Gwen kicked the desk and groaned.

"Well, it just amounts to this: if you don't choose to come to terms, I'll tell Lemonade. Yes, I will! I don't care a scrap if I went into her room as well as you. You broke the china, and you'd get into the worst row. It wouldn't be pleasant for you. I think you'd better hand over Mr. Thomas Carlyle to me, my dear."

"And what am I to do, I should like to know?"

"Write another on a different author."

"There isn't time."

"Yes there is, heaps! I don't want it to be as good as this, naturally. Well, are you going to trade, or are you not? I can't wait here all day!"

For answer, Gwen held out the exercise book. She was in a desperately tight corner; everything seemed to have conspired against her. She knew Netta and her mad, reckless moods quite well enough to appreciate the fact that her threat to tell Miss Roscoe was no idle one. When her temper was roused, Netta was capable of anything.

"It's her fault more than mine if it's not fair. I really can't help it," thought Gwen, trying to find excuses for herself.

"Oh! Glad you've come to your senses at last!" sneered Netta, as she clutched the precious manuscript and stalked away, slamming the door behind her. There was no one else in the room, so Gwen laid her head down on the desk, and indulged in an altogether early Victorian exhibition of feeling. Her essay--her cherished essay, over which she had taken such superhuman pains, to be torn away from her like this!

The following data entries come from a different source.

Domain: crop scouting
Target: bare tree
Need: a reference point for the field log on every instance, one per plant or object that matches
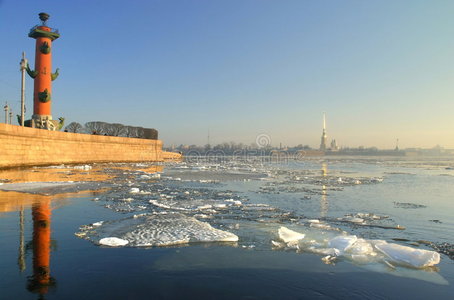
(74, 127)
(95, 127)
(140, 133)
(117, 129)
(130, 131)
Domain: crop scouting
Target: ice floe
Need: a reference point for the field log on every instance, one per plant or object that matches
(113, 242)
(163, 229)
(356, 249)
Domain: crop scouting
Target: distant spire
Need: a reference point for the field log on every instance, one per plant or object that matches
(324, 122)
(324, 137)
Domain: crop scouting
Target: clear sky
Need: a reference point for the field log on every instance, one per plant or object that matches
(380, 70)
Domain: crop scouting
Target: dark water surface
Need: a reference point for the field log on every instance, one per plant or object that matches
(40, 255)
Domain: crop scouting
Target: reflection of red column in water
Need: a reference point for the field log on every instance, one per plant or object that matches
(41, 280)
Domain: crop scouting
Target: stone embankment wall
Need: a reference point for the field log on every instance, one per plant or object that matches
(23, 146)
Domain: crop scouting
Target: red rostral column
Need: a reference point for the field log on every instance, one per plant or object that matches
(43, 76)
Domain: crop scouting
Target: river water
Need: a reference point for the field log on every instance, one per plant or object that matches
(216, 228)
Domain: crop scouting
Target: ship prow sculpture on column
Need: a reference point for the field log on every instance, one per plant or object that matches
(43, 76)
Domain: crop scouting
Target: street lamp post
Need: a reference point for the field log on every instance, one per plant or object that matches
(23, 66)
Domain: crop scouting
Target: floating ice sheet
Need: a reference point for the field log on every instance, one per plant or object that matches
(356, 249)
(164, 229)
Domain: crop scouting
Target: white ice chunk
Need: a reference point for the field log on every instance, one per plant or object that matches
(361, 247)
(113, 242)
(134, 190)
(158, 230)
(417, 258)
(288, 235)
(342, 242)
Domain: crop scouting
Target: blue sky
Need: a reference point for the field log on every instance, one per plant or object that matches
(380, 70)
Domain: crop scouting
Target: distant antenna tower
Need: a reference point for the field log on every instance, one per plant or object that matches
(324, 137)
(208, 138)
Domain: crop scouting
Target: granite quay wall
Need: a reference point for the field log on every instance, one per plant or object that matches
(24, 146)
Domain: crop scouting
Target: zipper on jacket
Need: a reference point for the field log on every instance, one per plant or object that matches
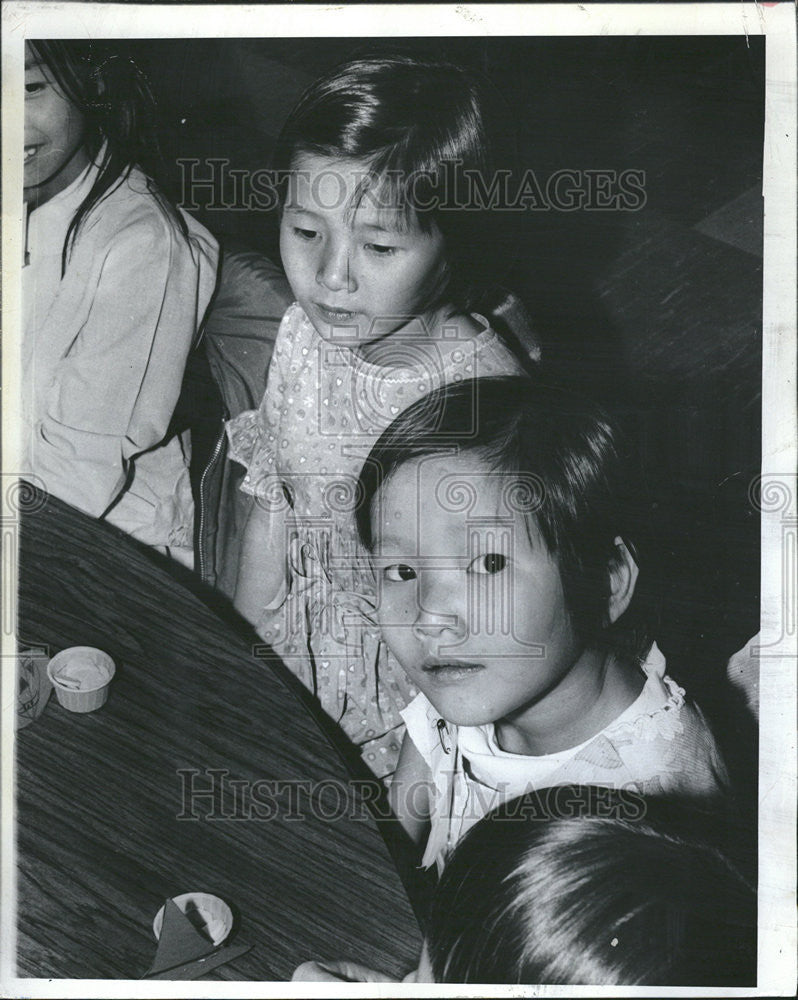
(201, 534)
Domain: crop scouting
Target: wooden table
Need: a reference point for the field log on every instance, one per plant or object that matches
(107, 828)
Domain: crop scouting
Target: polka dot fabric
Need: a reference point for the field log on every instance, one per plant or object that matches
(323, 409)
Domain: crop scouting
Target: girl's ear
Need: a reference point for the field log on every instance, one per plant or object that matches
(623, 577)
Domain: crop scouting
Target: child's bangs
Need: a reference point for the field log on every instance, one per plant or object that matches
(400, 199)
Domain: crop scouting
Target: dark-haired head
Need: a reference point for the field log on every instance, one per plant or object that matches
(597, 887)
(429, 137)
(113, 102)
(572, 484)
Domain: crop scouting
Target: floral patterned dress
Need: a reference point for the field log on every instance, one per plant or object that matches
(323, 409)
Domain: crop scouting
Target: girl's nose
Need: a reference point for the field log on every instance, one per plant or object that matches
(335, 270)
(441, 608)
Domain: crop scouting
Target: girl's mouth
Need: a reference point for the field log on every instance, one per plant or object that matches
(450, 670)
(335, 315)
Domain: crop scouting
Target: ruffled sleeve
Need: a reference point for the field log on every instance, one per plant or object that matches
(253, 433)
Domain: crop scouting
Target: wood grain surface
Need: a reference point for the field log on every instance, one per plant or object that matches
(104, 818)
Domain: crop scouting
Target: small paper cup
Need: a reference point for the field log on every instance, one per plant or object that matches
(209, 914)
(97, 670)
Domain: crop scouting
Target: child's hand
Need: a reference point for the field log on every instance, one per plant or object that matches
(338, 972)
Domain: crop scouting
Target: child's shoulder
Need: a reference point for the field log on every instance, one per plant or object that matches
(473, 348)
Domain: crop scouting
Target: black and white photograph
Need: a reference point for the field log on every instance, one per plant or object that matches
(400, 508)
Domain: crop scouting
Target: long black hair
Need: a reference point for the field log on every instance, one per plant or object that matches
(431, 134)
(569, 475)
(595, 886)
(118, 109)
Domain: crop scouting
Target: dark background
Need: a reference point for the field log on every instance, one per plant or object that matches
(657, 311)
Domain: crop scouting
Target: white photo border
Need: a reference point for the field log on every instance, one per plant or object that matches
(777, 786)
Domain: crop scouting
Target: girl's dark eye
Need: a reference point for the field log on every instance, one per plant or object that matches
(491, 562)
(399, 573)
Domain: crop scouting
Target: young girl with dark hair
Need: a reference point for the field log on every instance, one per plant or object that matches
(386, 265)
(494, 512)
(589, 886)
(115, 284)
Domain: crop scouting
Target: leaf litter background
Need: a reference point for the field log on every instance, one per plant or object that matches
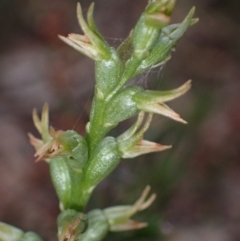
(197, 181)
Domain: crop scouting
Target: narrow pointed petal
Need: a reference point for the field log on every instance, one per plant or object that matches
(86, 49)
(150, 96)
(162, 109)
(119, 216)
(100, 45)
(129, 225)
(144, 147)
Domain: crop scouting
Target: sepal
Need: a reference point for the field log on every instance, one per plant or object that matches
(119, 216)
(153, 101)
(104, 159)
(71, 225)
(91, 44)
(67, 153)
(161, 52)
(122, 106)
(148, 27)
(131, 143)
(108, 73)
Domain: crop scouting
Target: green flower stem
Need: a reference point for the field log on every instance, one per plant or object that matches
(96, 130)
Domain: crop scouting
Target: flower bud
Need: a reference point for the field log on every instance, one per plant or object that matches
(98, 226)
(108, 73)
(153, 101)
(67, 153)
(148, 28)
(92, 44)
(161, 51)
(119, 216)
(71, 225)
(104, 159)
(122, 106)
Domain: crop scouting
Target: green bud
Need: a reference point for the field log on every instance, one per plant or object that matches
(67, 153)
(92, 44)
(101, 163)
(71, 225)
(131, 143)
(104, 159)
(98, 226)
(108, 72)
(122, 106)
(153, 101)
(161, 51)
(148, 27)
(119, 216)
(30, 236)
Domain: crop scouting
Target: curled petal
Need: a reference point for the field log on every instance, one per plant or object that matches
(144, 147)
(119, 216)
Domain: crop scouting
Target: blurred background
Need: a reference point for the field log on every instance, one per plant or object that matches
(197, 181)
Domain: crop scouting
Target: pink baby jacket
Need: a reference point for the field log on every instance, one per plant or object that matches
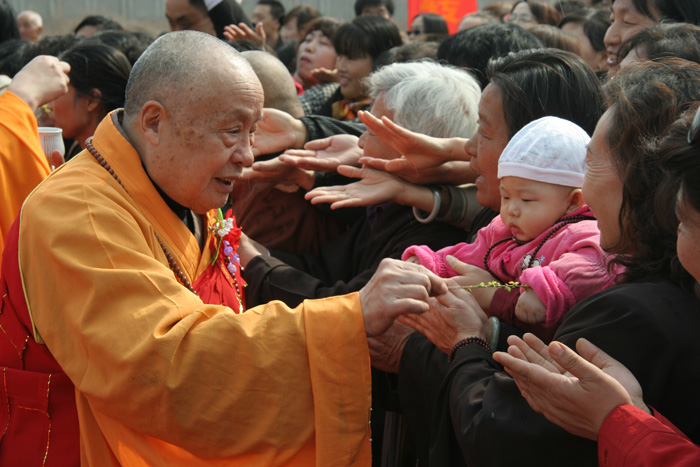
(570, 265)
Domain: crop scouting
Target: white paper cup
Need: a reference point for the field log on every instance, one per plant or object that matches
(51, 139)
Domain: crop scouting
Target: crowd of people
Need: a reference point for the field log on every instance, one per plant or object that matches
(295, 240)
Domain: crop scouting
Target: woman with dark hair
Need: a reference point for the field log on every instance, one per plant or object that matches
(295, 20)
(210, 16)
(317, 53)
(588, 27)
(98, 77)
(552, 36)
(91, 25)
(629, 17)
(358, 43)
(680, 40)
(529, 13)
(478, 409)
(611, 408)
(8, 22)
(523, 87)
(131, 44)
(427, 27)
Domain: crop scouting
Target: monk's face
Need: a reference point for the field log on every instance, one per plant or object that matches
(205, 138)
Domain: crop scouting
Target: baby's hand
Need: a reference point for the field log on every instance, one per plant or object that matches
(413, 259)
(530, 308)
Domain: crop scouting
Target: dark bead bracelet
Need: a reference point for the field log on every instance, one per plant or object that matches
(464, 343)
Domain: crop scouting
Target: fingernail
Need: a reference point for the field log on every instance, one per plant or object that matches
(556, 349)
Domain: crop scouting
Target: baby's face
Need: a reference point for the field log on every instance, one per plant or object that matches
(528, 208)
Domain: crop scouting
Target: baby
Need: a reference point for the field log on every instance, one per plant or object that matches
(546, 238)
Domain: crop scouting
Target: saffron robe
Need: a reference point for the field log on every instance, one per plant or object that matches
(162, 378)
(22, 162)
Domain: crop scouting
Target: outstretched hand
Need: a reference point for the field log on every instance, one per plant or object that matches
(325, 154)
(573, 391)
(244, 32)
(277, 172)
(374, 188)
(277, 132)
(41, 81)
(397, 288)
(418, 151)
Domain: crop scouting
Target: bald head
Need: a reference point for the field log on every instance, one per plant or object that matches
(178, 65)
(277, 83)
(192, 106)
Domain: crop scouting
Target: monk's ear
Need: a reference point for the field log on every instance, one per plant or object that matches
(575, 200)
(151, 123)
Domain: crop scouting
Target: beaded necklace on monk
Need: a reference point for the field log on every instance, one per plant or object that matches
(560, 224)
(179, 274)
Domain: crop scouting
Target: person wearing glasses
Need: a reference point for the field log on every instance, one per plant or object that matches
(529, 13)
(594, 395)
(427, 27)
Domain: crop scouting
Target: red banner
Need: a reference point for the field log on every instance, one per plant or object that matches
(452, 10)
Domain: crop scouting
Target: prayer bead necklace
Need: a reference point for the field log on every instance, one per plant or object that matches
(171, 260)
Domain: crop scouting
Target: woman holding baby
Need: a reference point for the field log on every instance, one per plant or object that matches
(469, 409)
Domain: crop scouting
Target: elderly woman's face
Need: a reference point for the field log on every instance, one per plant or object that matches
(626, 21)
(183, 16)
(602, 187)
(316, 51)
(486, 147)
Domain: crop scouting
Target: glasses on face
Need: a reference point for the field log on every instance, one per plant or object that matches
(521, 18)
(694, 132)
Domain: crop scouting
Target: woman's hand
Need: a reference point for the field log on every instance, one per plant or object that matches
(278, 131)
(243, 32)
(374, 188)
(572, 391)
(278, 172)
(325, 154)
(419, 151)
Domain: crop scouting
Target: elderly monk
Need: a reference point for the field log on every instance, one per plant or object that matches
(98, 275)
(23, 164)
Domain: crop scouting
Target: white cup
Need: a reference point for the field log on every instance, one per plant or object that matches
(51, 139)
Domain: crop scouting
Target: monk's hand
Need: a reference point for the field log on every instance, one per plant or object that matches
(452, 317)
(573, 391)
(397, 288)
(277, 132)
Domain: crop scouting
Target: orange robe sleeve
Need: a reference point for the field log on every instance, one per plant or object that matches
(22, 162)
(162, 378)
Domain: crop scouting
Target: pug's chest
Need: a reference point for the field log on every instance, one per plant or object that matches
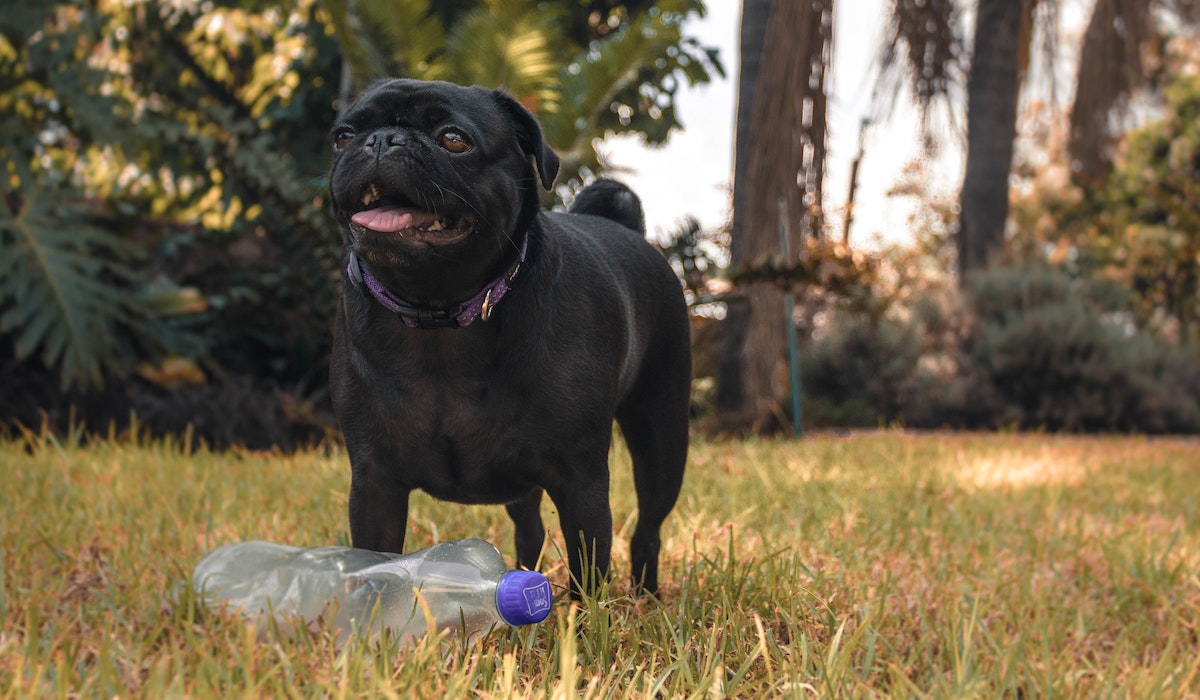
(463, 440)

It was to have brought her such credit from Miss Roscoe, for even if it did not win the prize, it would surely be highly commended. And she had made herself a party to a fraud, for however much she might try to whitewash her act, she knew she had no right to allow Netta to use her work.

"Dad would despise me! Oh, what an abominable mix and muddle it all is! And I was going to start the New Year so straight!" wailed Gwen.

Netta in the meantime had put the essay away in her locker with the utmost satisfaction. She felt she had decidedly scored. Neither brilliant nor a hard worker, she had no opportunity of distinguishing herself in the Form under ordinary circumstances: here chance had flung into her hand the very thing she wanted. It would not take long to copy the sixteen pages of rather sprawling writing, then "Thomas Carlyle" would be her own.